Sven Böttcher und Multiple Sklerose: Ein Weg der Selbstbestimmung

Sven Böttcher, ein bekannter Autor und Fernsehproduzent, erhielt im Alter von etwa 40 Jahren die Diagnose Multiple Sklerose (MS), eine Autoimmunerkrankung, die das zentrale Nervensystem betrifft. Seine Erfahrungen mit der Krankheit und sein unkonventioneller Umgang damit haben ihn zu einer inspirierenden Figur für viele MS-Patienten gemacht. Dieser Artikel beleuchtet Böttchers Krankheitsverlauf, seine Entscheidungen gegen die Schulmedizin und seinen Weg zu einem schubfreien Leben.

Die Diagnose und der Wendepunkt

Nachdem Böttcher zunächst wegen kalter Füße einen Arzt aufsuchte, wurde bei ihm im Jahr 2006 Multiple Sklerose diagnostiziert.
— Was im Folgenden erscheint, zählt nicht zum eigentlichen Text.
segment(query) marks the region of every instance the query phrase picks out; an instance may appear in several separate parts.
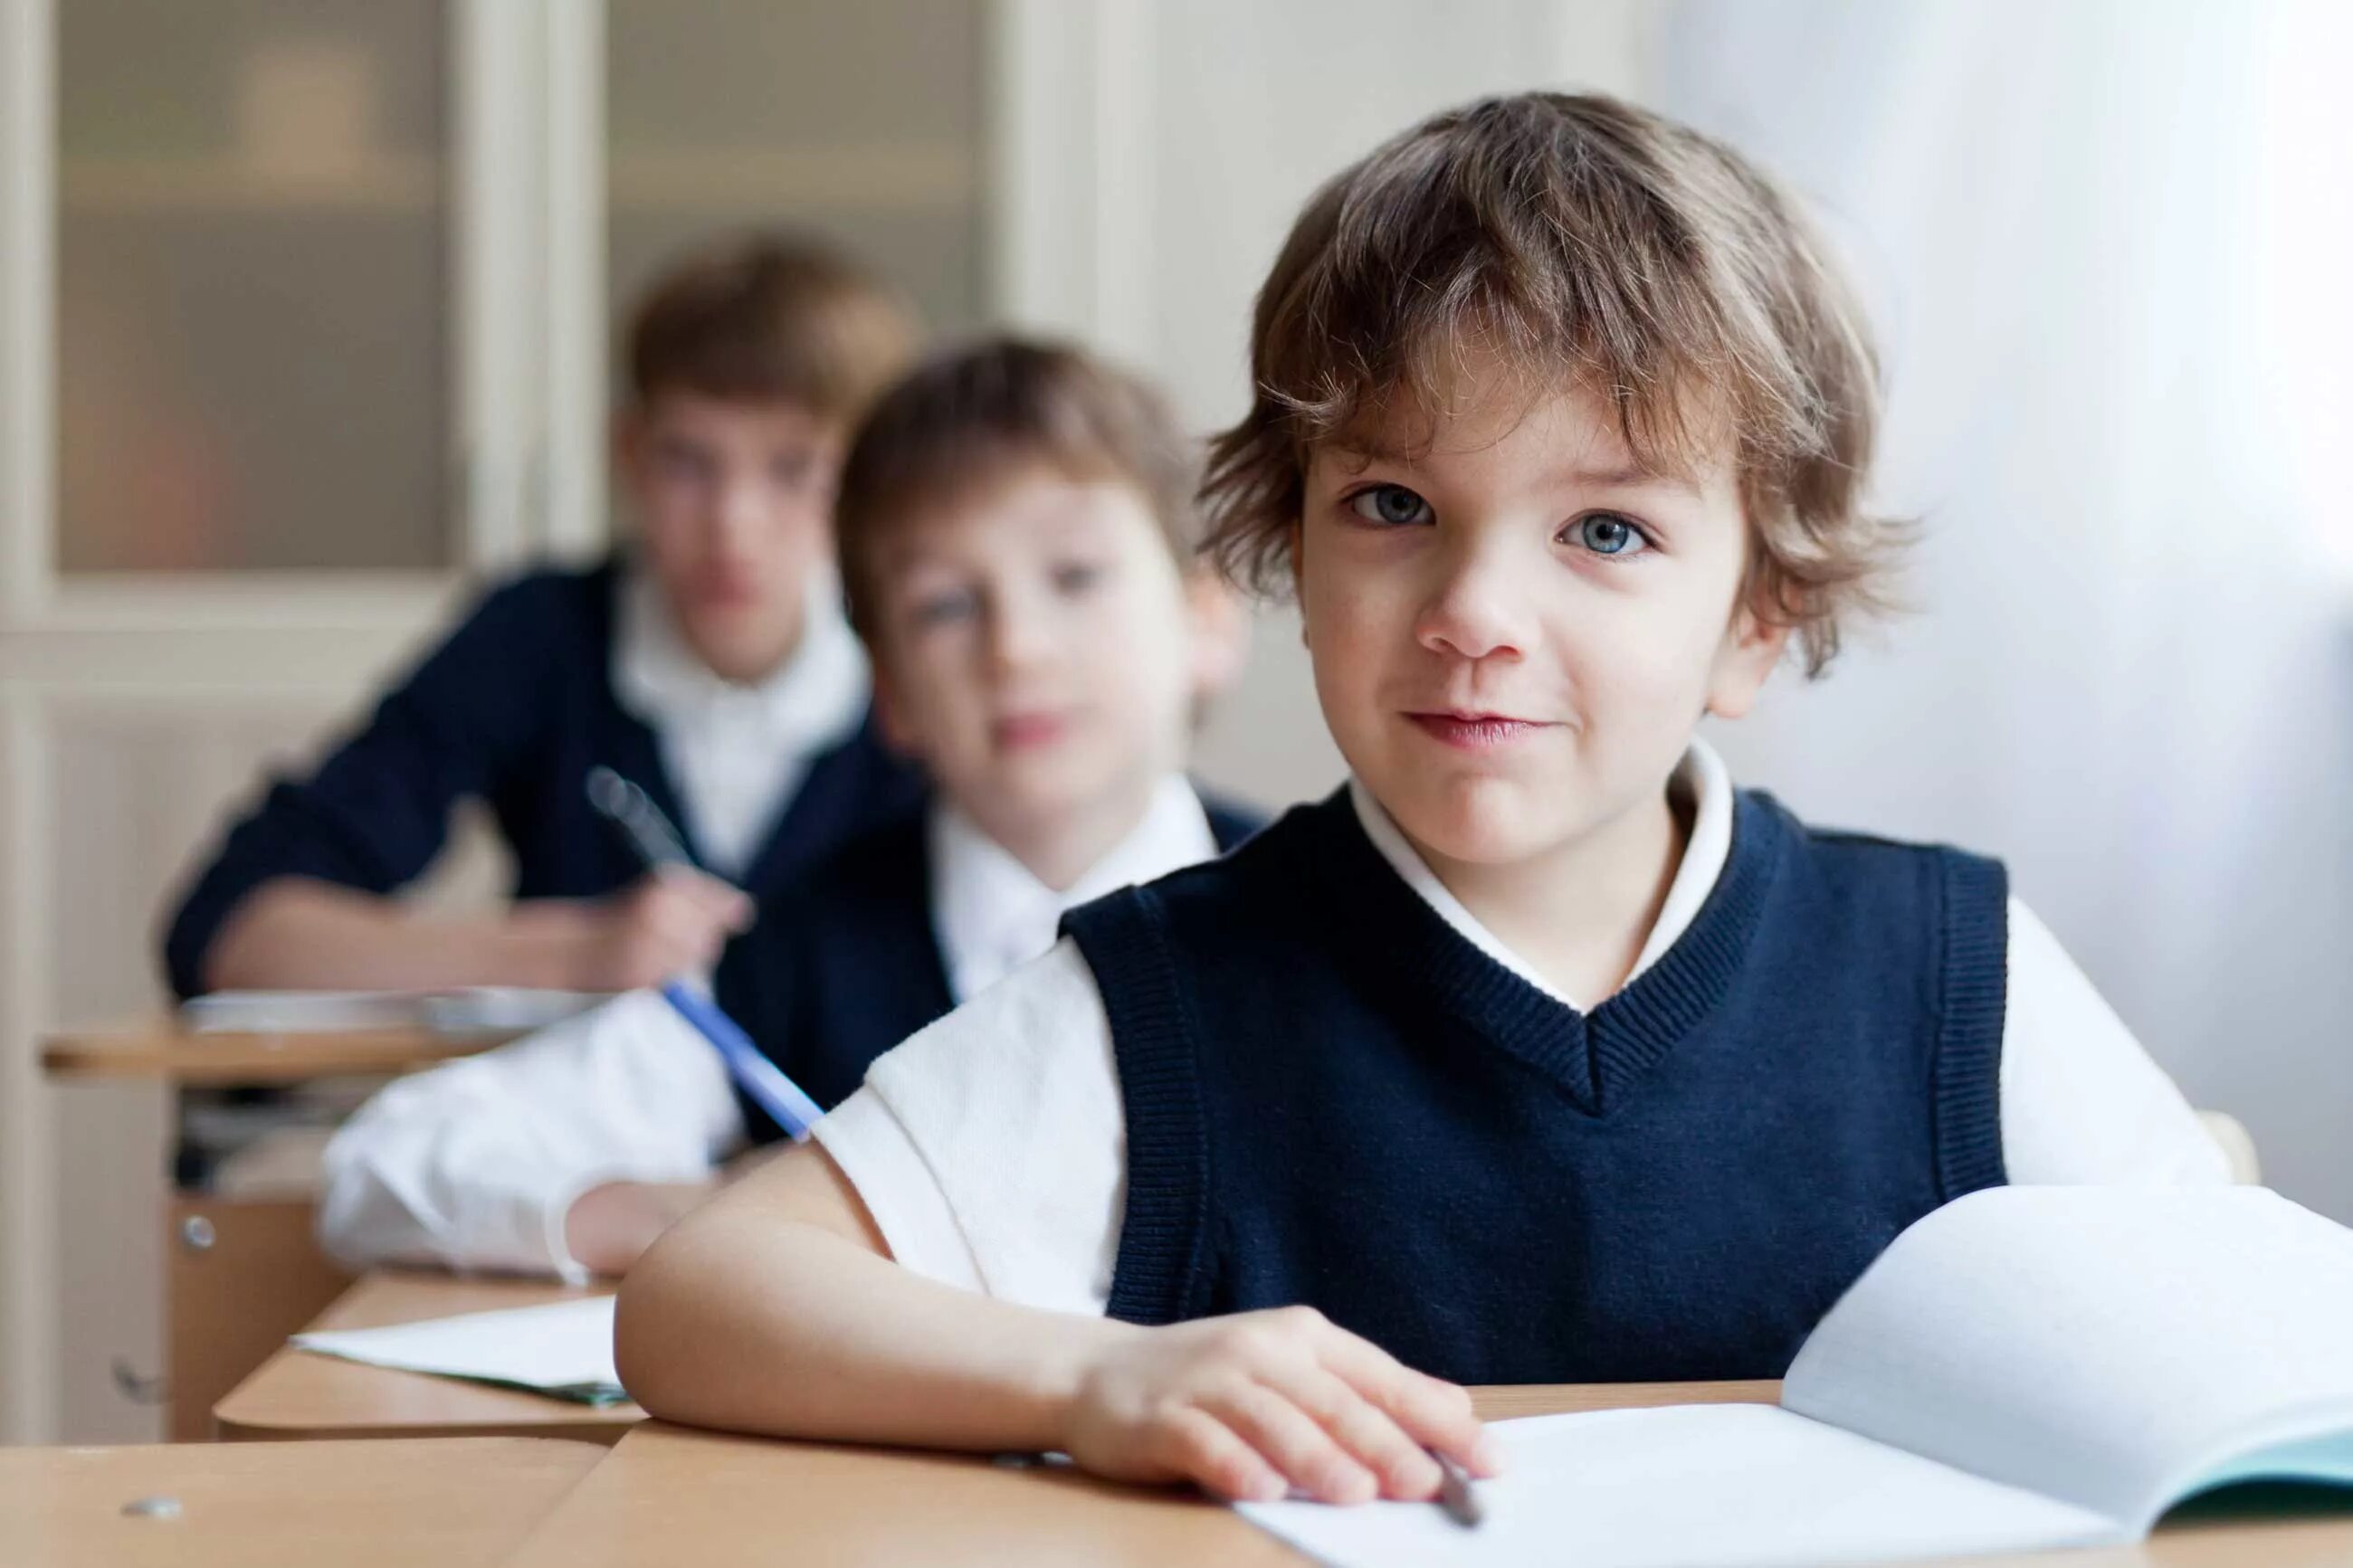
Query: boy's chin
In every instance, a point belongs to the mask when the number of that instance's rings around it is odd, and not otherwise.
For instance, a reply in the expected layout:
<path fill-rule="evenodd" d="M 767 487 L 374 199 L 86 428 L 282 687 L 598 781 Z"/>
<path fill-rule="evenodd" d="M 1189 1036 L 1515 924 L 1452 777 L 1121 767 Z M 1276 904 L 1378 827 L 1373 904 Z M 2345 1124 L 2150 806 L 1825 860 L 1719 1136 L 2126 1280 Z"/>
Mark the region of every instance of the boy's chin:
<path fill-rule="evenodd" d="M 1560 837 L 1556 801 L 1531 800 L 1524 787 L 1496 779 L 1417 792 L 1383 805 L 1408 838 L 1460 865 L 1516 865 Z"/>
<path fill-rule="evenodd" d="M 775 674 L 792 658 L 800 640 L 797 617 L 765 607 L 704 611 L 681 629 L 687 646 L 713 674 L 746 684 Z"/>

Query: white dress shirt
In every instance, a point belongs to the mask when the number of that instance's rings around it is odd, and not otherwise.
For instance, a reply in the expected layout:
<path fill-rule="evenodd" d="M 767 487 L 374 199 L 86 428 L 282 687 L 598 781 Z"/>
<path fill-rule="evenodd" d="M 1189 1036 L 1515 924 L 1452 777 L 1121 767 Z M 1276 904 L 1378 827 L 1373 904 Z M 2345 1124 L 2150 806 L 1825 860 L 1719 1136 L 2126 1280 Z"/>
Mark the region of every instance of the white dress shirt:
<path fill-rule="evenodd" d="M 1690 926 L 1731 850 L 1732 784 L 1715 751 L 1694 742 L 1673 787 L 1693 806 L 1690 840 L 1635 974 Z M 1446 890 L 1369 792 L 1350 793 L 1400 879 L 1464 940 L 1559 995 Z M 2172 1080 L 2015 899 L 2000 1095 L 2015 1183 L 2229 1179 Z M 1103 1311 L 1125 1212 L 1126 1111 L 1103 994 L 1075 943 L 876 1061 L 816 1135 L 902 1264 L 1031 1306 Z"/>
<path fill-rule="evenodd" d="M 1218 852 L 1192 786 L 1163 780 L 1143 818 L 1060 891 L 960 812 L 935 807 L 930 898 L 950 994 L 979 995 L 1054 943 L 1065 910 Z M 744 1140 L 718 1053 L 652 991 L 390 1084 L 326 1152 L 319 1235 L 354 1268 L 586 1271 L 565 1218 L 606 1182 L 694 1182 Z"/>
<path fill-rule="evenodd" d="M 813 574 L 801 639 L 765 679 L 721 679 L 680 635 L 661 589 L 633 570 L 621 588 L 613 694 L 650 726 L 703 865 L 740 880 L 798 793 L 809 763 L 858 732 L 871 677 L 833 574 Z"/>

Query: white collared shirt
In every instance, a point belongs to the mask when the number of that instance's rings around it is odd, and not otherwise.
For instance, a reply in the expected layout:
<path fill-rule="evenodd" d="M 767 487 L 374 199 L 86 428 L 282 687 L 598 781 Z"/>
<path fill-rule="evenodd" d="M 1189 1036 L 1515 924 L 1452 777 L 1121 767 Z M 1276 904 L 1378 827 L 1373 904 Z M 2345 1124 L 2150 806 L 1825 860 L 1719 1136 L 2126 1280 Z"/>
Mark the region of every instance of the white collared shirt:
<path fill-rule="evenodd" d="M 1694 741 L 1674 787 L 1693 792 L 1692 832 L 1637 974 L 1689 928 L 1731 849 L 1732 783 L 1714 750 Z M 1446 891 L 1369 793 L 1352 782 L 1351 794 L 1408 886 L 1465 941 L 1558 995 Z M 2015 899 L 2000 1095 L 2015 1183 L 2229 1177 L 2172 1079 Z M 1075 943 L 883 1056 L 816 1135 L 902 1265 L 1030 1306 L 1103 1310 L 1125 1213 L 1126 1111 L 1103 993 Z"/>
<path fill-rule="evenodd" d="M 1198 796 L 1163 780 L 1069 888 L 1047 887 L 959 812 L 935 808 L 933 929 L 958 1001 L 1054 943 L 1064 911 L 1212 858 Z M 718 1054 L 660 994 L 633 991 L 512 1045 L 390 1084 L 328 1145 L 319 1235 L 354 1267 L 586 1271 L 573 1201 L 606 1182 L 693 1182 L 744 1140 Z"/>
<path fill-rule="evenodd" d="M 831 573 L 816 573 L 800 641 L 766 679 L 723 679 L 680 635 L 659 584 L 632 569 L 613 638 L 613 694 L 650 726 L 703 865 L 741 880 L 809 764 L 858 732 L 872 679 Z"/>
<path fill-rule="evenodd" d="M 1135 830 L 1060 890 L 1031 875 L 952 804 L 933 810 L 928 830 L 932 931 L 947 960 L 948 994 L 959 1002 L 1053 946 L 1062 917 L 1081 904 L 1218 853 L 1200 797 L 1174 774 L 1154 788 Z"/>

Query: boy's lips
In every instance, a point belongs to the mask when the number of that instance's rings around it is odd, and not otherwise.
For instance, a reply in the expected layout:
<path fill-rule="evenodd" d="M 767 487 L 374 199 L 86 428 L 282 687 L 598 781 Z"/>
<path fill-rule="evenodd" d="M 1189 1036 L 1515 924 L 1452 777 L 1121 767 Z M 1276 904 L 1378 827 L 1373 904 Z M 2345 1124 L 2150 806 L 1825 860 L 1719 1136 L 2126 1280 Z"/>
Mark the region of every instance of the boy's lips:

Die Krankheit schritt schnell voran, und Ende 2007 war er fast vollständig gelähmt. Ärzte empfahlen ihm eine Eskalationstherapie mit hochdosiertem Cortison als letzte Hoffnung. Doch Böttcher entschied sich gegen diese Therapie, da sie seinen Zustand nicht verbesserte und er die Nebenwirkungen fürchtete.

An diesem Punkt traf Böttcher eine entscheidende Wahl: Er beschloss, sein Leben selbst in die Hand zu nehmen. Er begann, intensiv zu recherchieren, alternative Behandlungsansätze zu erkunden und seinen Körper als Partner im Heilungsprozess zu betrachten.

Böttchers alternative Therapieansätze

Böttchers Ansatz zur Behandlung seiner MS umfasste mehrere Elemente:

  • Ernährungsumstellung: Böttcher stellte seine Ernährung radikal um. Er verzichtete auf Fleisch, Alkohol und Milchprodukte und setzte stattdessen auf Leinöl und Haferflocken. Später wurde er fast vegan.
  • Naturheilkunde und alternative Therapien: Er suchte Hilfe bei Naturheilkundlern und probierte alternative Therapien wie Feldenkrais aus.
  • Ursachenforschung: Böttcher versuchte, die Ursachen seiner MS zu ergründen. Er ließ sich Zähne ziehen und trank Kräutersud aus China.
  • Selbstbeobachtung und Protokollierung: Er protokollierte seine Gedanken, seine Ernährung und seine Handlungen, um mögliche Zusammenhänge zu erkennen.
  • Genanalyse und Umweltfaktoren: Eine Genanalyse ergab, dass Böttcher Probleme hatte, Holzschutzmittel abzubauen, das er bei der Renovierung seines Hauses verwendet hatte. Daraufhin entsorgte er fast seinen gesamten Besitz, um Umweltgifte zu eliminieren.

Der Weg zur Besserung

Trotz anfänglicher Rückschläge und der Verschlimmerung seines Zustands gab Böttcher nicht auf. Er setzte seine Recherchen fort, probierte verschiedene Ansätze aus und passte seine Strategien immer wieder an. Schließlich gelang es ihm, seinen Zustand deutlich zu verbessern. Seit 2008 ist er schubfrei. Zwar sind die Taubheit und Kälte in seinen Händen und Füßen sowie die Schmerzen geblieben, aber er führt ein aktives und erfülltes Leben. Er arbeitet wieder erfolgreich als Autor und genießt jede Stunde.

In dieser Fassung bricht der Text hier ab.